The First Day: 15 June 1815
While patrolling the roads connecting the Anglo-Dutch and Prussian forces, Sharpe sees a large unit of Napoleon's Army of the North crossing the border from France, revealing that Napoleon does not intend to maneuver around the flank of the allied armies via Mons, as the Duke of Wellington expects, but instead to drive into the gap between the British and Prussian armies and defeat them in detail. Sharpe sends an urgent message to Wellington, while he stays behind to continue observing the French. Unfortunately, the message is given to General Dornberg, who mistakes Sharpe's message for a French ruse and tears it up.

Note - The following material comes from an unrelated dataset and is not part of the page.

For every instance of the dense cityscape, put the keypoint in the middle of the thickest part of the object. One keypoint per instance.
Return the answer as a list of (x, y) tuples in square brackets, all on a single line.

Later that day, after the French have entered Charleroi, Sharpe returns to the Prince of Orange's headquarters and is aghast to find that the army is ignorant of the French invasion. The Prince's Chief of Staff, Baron Rebecque, dispatches a messenger to retrieve the Prince from Brussels, while Sharpe carries orders to the troops nearest to the crossroads at Quatre Bras, commanded by Prince Bernhard Carl of Saxe-Weimar-Eisenach. Although the French are checked as evening falls, Sharpe knows they will launch a much stronger attack in the morning, and rides to Brussels to warn Wellington.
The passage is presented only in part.